Man gets one week's jail and driving ban for causing motorcyclist's death along TPE

A man who caused the death of a motorcyclist through his negligence was jailed for one week and banned from driving for three years on Monday (Oct 17).
A man who caused the death of a motorcyclist through his negligence was jailed for one week and banned from driving for three years on Monday (Oct 17).PHOTO: ST GRAPHICS

SINGAPORE - A man who caused the death of a motorcyclist through his negligence was jailed for one week and banned from driving for three years on Monday (Oct 17).

Service engineer Yow Guang Yi, 30, pleaded guilty to causing the death of Malaysian Noor Helmee Roslan, 22, along the Tampines Expressway (TPE) at 3.37am on April 29.

He failed to keep a proper lookout while driving on the second lane of the four-lane expressway, thus causing his car to hit the back of the rider's motorcycle which was travelling in front of him.

Mr Helmee died the next day from trauma to the skull and brain.

Investigations showed that sometime before the accident, Yow was driving along the TPE while Mr Helmee was riding in front of him.

Yow did not slow down even when he was approaching the motorcycle. He failed to keep a proper lookout which resulted in the collision.

When his car hit the motorcycle, Yow swerved to the right and came to a complete stop on the second lane from the right.

Later, Yow waited for medical assistance to arrive.

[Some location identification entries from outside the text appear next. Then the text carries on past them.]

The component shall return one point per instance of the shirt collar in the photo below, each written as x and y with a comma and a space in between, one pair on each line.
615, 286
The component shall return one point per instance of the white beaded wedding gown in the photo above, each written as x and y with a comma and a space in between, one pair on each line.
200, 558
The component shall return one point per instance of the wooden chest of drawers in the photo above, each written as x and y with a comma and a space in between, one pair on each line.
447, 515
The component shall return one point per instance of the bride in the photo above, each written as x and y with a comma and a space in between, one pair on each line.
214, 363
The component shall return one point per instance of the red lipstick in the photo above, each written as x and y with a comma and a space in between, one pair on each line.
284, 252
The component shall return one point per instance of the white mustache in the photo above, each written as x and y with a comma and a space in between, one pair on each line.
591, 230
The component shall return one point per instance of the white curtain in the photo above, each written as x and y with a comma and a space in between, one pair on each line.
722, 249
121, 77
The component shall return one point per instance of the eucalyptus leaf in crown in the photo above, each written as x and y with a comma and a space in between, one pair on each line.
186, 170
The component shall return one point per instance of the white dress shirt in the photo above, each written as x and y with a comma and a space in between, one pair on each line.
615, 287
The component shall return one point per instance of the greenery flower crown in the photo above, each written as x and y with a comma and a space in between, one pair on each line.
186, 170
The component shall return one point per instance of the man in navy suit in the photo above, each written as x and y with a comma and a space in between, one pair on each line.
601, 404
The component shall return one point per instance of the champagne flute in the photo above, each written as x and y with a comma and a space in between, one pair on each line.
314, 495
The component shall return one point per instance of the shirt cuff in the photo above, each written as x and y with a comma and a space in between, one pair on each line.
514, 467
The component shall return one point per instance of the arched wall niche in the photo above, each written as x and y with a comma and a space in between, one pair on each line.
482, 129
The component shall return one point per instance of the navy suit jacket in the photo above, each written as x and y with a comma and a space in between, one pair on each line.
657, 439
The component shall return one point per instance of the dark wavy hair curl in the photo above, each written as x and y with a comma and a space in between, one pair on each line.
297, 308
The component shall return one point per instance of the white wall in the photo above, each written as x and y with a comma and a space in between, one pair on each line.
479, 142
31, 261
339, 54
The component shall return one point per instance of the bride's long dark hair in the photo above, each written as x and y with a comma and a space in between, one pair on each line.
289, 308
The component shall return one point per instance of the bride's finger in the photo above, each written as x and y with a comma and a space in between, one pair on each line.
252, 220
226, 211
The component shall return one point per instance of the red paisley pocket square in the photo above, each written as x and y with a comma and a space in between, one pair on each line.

Mr Helmee was taken to Khoo Teck Puat Hospital where he died the next day from extensive craniocerebral injuries.

Yow's lawyer Michael Yap said in mitigation that the father of two drove to Johor Baru in the early hours of that day to pump petrol, wash his car and have supper.

He was driving along the TPE when he bent down and threw his head forward because of a bad cough.

In that momentary loss of attention, his car hit the back of the deceased's motorcycle, said the lawyer.

Mr Yap said his client is of good character and has participated in the country's nation building and community building activities for almost a decade, having taken part in six National Day parades.

He said Yow was affected so badly by the death that he could not go back to work and quit his job. He said his client had learnt his lesson.

He had urged the court to impose a large fine or a short custodial term.

Yow could have been jailed for up to two years and/or fined for causing death by doing a negligent act.